Chapitre Un : Je me rappelle des cieux noirs, la foudre tout autour de moi

Minerva McGonagall retira ses lunettes d'un geste las et passa brièvement ses mains sur son visage. Elle contempla un instant encore les piles de lettres soigneusement ordonnées dans un coin du bureau, destinées aux élèves de Poudlard de la première à la sixième année, tous redoublants en raison des événements passés et poussa un soupir. Destinées aux survivants, plutôt, songea la directrice, tandis que le visage de Colin Crivey s'insinuait dans son esprit. Repoussant l'image du jeune garçon dans un coin de sa tête, Minerva considéra la liste des septièmes années redoublants, posée juste en face d'elle, d'un oeil sombre.

- Je vous suggère les carambars au caramel.

Le professeur McGonagall tourna lentement la tête vers la gauche et fixa intensément le portrait d'Albus Dumbledore qui venait de s'adresser à elle.

- Je vous demande pardon ? répliqua-t-elle d'un air guindé.

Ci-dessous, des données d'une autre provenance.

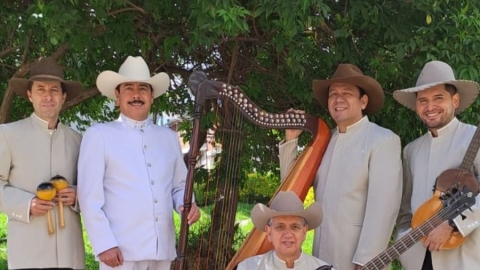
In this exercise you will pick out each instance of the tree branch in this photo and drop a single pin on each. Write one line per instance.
(9, 50)
(84, 95)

- Les carambars au caramel, répéta poliment l'ancien directeur. Ce sont des friandises crées par les moldus. Ils m'étaient très utiles lorsque j'avais un choix important à effectuer. J'ajoute que les plaisanteries inscrites sur les emballages sont très recherchées et tout simplement hilarantes.
- Pour l'amour du ciel, Albus, cessez de vouloir constamment m'initier à toutes les sucreries moldues possibles et inimaginables !

Minerva prit son front entre ses mains et laissa échapper un nouveau soupir d'où perçait une once de désespoir.

- Il est vrai que vous n'avez jamais été très réceptive à ce sujet. Il y a dix-huit ans déjà, alors que je vous proposais un esquimau au citron...
- Que feriez-vous Dumbledore ? l'interrompit-elle soudainement. Que feriez-vous à propos des Serpentards ?
- Ma chère Minerva, je crois que vous ne posez pas la bonne question, nous étions suffisamment proches pour que vous ayez une idée de la décision qui aurait été mienne. Je pense plutôt que vous souhaitiez savoir laquelle est la bonne.
- Je n'y arriverai pas Albus, reprit-elle, tandis qu'elle agrippait nerveusement son cou du bout des doigts. Je ne suis pas comme vous, prête à toujours laisser une seconde chance, quitte à tolérer de graves erreurs, je ne peux pas.

Le professeur McGonagall se leva de son fauteuil, ouvrit en grand la fenêtre située derrière son bureau et saisit d'une main la balustrade. L'air était sec, étouffant et le parc de Poudlard étrangement silencieux, comme si la nature attendait l'arrivée des élèves pour se remettre en vie.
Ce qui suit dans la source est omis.